-La nostalgie de l'ange by Alice Sebold

-La nostalgie de l'ange by Alice Sebold

Auteur:Alice Sebold [Sebold, Alice]
La langue: fra
Format: epub
Tags: roman
Éditeur: Nil
Publié: 0101-01-01T00:00:00+00:00


Grand-Maman Lynn arriva le lundi avant Thanksgiving. Avec le même rayon laser qui recherchait immédiatement quelque invisible souillure chez ma sœur, elle vit alors quelque chose sous la surface du sourire de sa fille, dans ses mouvements satisfaits, apaisés, et dans la façon dont son corps réagissait chaque fois que l'inspecteur Fenerman ou les forces de police arrivaient.

Quand ma mère refusa que mon père l'aide ce soir-là pour la vaisselle, les yeux laser furent sûrs et certains. Sur un ton inflexible, à l'immense surprise de tous les convives et au grand soulagement de ma sœur, Grand-Maman Lynn annonça :

« Abigail, je vais t'aider à faire la vaisselle. Ce sera une espèce de truc mère/fille.

— Quoi? »

Ma mère avait calculé qu'elle pourrait se débarrasser de Lindsey facilement et de bonne heure, puis passer le reste de la soirée devant l'évier à faire lentement la vaisselle en regardant par la fenêtre jusqu'à ce que l'obscurité lui renvoie son propre reflet. Les bruits de la télé s'atténueraient et elle serait à nouveau seule.

« J'ai fait mes ongles hier, a dit Grand-Maman Lynn après avoir noué un tablier autour de sa petite robe beige, alors j'essuierai.

— Maman, franchement. Je peux y arriver seule.

— Mais non, crois-moi, ma chérie », a dit ma grand-mère. Il y avait quelque chose de sobre et de coupant dans ce ma chérie.

Buckley a conduit mon père par la main dans la pièce voisine où trônait la télé. Ils se sont assis et Lindsey, profitant de ce sursis, est montée téléphoner à Samuel.

C'était un spectacle tellement étrange. Tellement hors du commun. Ma grand-mère en tablier, tenant un torchon tel un matador son tissu rouge, et attendant le premier plat à essuyer.

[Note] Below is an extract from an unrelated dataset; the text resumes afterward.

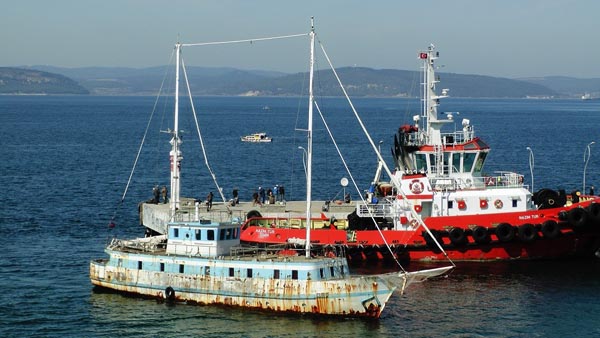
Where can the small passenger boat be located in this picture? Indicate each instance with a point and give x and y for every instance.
(256, 138)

Elles travaillaient en silence — les seuls bruits provenaient des mains que ma mère plongea dans l'eau brûlante, du crissement des assiettes et du cliquetis des couverts — et le silence rendait insupportable la tension qui emplissait la pièce. Les bruits de match provenant de la pièce voisine étaient tout aussi étranges pour moi. Mon père n'avait jamais regardé le foot, son seul et unique sport était le basket. Grand-Maman Lynn n'avait jamais essuyé la vaisselle: repas congelés et traiteur étaient ses armes préférées.

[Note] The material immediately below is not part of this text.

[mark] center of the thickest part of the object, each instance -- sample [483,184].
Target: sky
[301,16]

« Oh! Mon Dieu! Finit-elle par dire. Prends donc ça. » Et elle rendit à ma mère le plat qu'elle venait juste de laver. « J'ai envie d'une vraie conversation mais j'ai peur de laisser tomber ces objets. Allons nous promener.

— Maman, j'ai besoin de...

— Tu as besoin d'aller te promener.

— Après la vaisselle.

— Écoute, dit ma grand-mère, je sais que je suis ce que je suis et que tu es ce que tu es, qui n'est pas moi, ce qui te rend heureuse, mais il y a des choses que je comprends très clairement quand j'ai le nez dessus, et je sais qu'il s'en passe une en ce moment qui n'est pas catholique. Capisce? »

Le visage de ma mère était changeant, doux et malléable — presque aussi souple et malléable que son reflet flottant sur l'eau sale de l'évier.